When it comes to actually finding ways to cut carbon, Stanberry noted that this is accomplished in two ways: removing greenhouse gases and reducing existing emissions. Currently, technology doesn’t exist for large-scale carbon removal, but facility managers have a range of options to reduce carbon within their day-to-day practice.
For instance, FM professionals can everything from furniture, paint, concrete, and even the vehicles used to maintain a facility, Stanberry said. Working with suppliers to select eco-friendly products (which might cost the same or slightly more) and finding ways to bulk purchase supplies to minimize transportation and packaging are two ways that FM professionals can cut down on carbon.
Adjusting the operational hours for energy-heavy systems like commercial heating and cooling is one area where FM professionals can actively reduce carbon. In fact, the commercial sector accounted for 18% of the total energy consumed in the U.S. in 2021, as the U.S. Energy Information Administration reported
"Armed with basic building performance data, and occupant or production patterns, an FM can fine-tune the operational hours for heating or cooling, which reduces energy consumption, thereby reducing energy cost and reduces carbon emissions. This is a relatively low-cost option," Stanberry noted.
On top of these ways to reduce carbon, FM professionals are also responsible for arguing for upgrades and preventive maintenance projects like replacing old systems (HVAC, air filtration, etc.), even if those projects don’t generate revenue. In these cases, Stanberry suggested making an argument focusing on the risks to the business from not making the upgrade.
"What's the risk of your air handling system going down? You can't occupy a building if there's no air moving in it," Stanberry said. "Those are the real risks that you need to describe to the executives so that they get a sense of why we need to spend the money.”

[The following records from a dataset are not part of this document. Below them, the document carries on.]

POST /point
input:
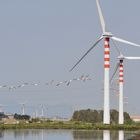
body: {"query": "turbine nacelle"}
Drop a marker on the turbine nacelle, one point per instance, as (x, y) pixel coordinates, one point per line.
(121, 57)
(107, 34)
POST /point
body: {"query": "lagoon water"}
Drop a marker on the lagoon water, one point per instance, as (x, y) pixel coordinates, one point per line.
(44, 134)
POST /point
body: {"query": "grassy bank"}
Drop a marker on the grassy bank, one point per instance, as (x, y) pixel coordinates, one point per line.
(69, 125)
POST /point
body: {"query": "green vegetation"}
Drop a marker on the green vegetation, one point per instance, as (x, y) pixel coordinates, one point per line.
(94, 116)
(21, 117)
(83, 119)
(69, 125)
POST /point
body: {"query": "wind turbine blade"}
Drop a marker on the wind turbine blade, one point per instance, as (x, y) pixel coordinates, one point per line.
(132, 58)
(101, 16)
(115, 70)
(124, 41)
(87, 52)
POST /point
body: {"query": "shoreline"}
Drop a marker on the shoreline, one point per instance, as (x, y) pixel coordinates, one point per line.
(70, 125)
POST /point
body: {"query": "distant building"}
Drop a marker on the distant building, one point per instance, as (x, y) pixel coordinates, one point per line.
(135, 118)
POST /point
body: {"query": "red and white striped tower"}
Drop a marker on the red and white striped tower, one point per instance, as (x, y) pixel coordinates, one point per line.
(121, 82)
(106, 116)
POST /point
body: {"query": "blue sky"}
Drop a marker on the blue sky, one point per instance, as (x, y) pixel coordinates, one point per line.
(41, 40)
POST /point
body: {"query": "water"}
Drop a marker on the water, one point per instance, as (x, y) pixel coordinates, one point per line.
(43, 134)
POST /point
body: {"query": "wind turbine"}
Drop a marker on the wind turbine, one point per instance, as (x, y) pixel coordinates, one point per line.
(106, 36)
(120, 66)
(23, 107)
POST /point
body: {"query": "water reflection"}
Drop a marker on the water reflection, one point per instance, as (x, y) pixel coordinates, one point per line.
(121, 135)
(106, 135)
(45, 134)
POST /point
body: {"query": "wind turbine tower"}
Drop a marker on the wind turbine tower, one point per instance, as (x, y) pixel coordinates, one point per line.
(120, 66)
(106, 36)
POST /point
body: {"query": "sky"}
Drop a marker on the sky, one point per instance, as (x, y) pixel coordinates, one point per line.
(40, 40)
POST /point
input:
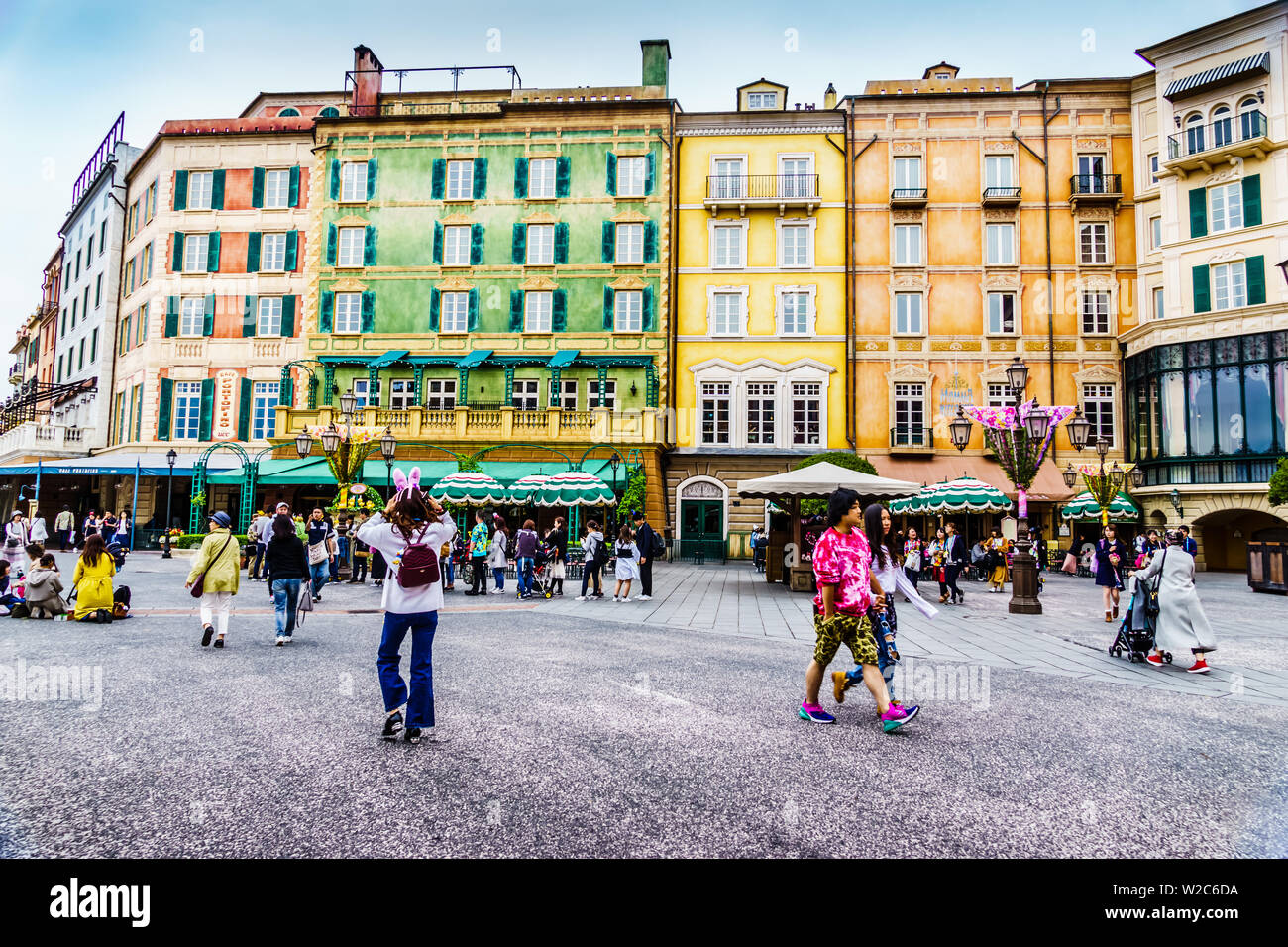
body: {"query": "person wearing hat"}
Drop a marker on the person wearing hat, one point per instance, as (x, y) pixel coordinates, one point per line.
(218, 561)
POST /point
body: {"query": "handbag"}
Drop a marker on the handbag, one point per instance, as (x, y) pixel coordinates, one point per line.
(198, 587)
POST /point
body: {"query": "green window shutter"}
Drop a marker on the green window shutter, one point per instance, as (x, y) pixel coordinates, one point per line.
(369, 312)
(244, 411)
(253, 240)
(207, 408)
(563, 176)
(180, 189)
(1202, 291)
(249, 311)
(325, 313)
(171, 317)
(1198, 213)
(287, 317)
(515, 311)
(608, 247)
(213, 254)
(518, 249)
(165, 408)
(520, 176)
(217, 189)
(1252, 200)
(1256, 266)
(559, 312)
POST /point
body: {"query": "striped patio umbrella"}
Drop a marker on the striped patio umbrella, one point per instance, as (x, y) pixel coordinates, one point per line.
(1085, 506)
(469, 488)
(964, 495)
(574, 488)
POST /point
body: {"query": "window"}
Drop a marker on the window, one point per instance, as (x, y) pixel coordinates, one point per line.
(196, 250)
(265, 410)
(456, 247)
(1098, 407)
(630, 243)
(524, 394)
(200, 189)
(1225, 205)
(187, 410)
(1231, 285)
(806, 412)
(541, 245)
(907, 245)
(1001, 244)
(269, 317)
(455, 315)
(629, 311)
(536, 316)
(541, 178)
(910, 414)
(192, 316)
(726, 250)
(794, 245)
(439, 394)
(348, 312)
(1095, 313)
(1094, 243)
(271, 252)
(907, 313)
(715, 412)
(630, 176)
(794, 313)
(725, 313)
(460, 180)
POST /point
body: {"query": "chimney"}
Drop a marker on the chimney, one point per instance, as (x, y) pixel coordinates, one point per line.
(368, 82)
(657, 64)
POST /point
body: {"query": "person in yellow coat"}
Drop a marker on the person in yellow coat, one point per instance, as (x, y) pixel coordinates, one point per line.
(219, 561)
(93, 581)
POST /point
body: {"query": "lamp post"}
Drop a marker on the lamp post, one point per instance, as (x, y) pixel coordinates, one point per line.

While all these changes can be a lot to take in at once, Stanberry reminded facility managers that carbon neutrality is a "transition that occurs in phases." As the real-world impacts of climate crisis come into sharper focus, more workplaces will need to make that journey to carbon neutrality and start the transition from one way of working to a more eco-conscious one — but facility managers have the opportunity to lead the way.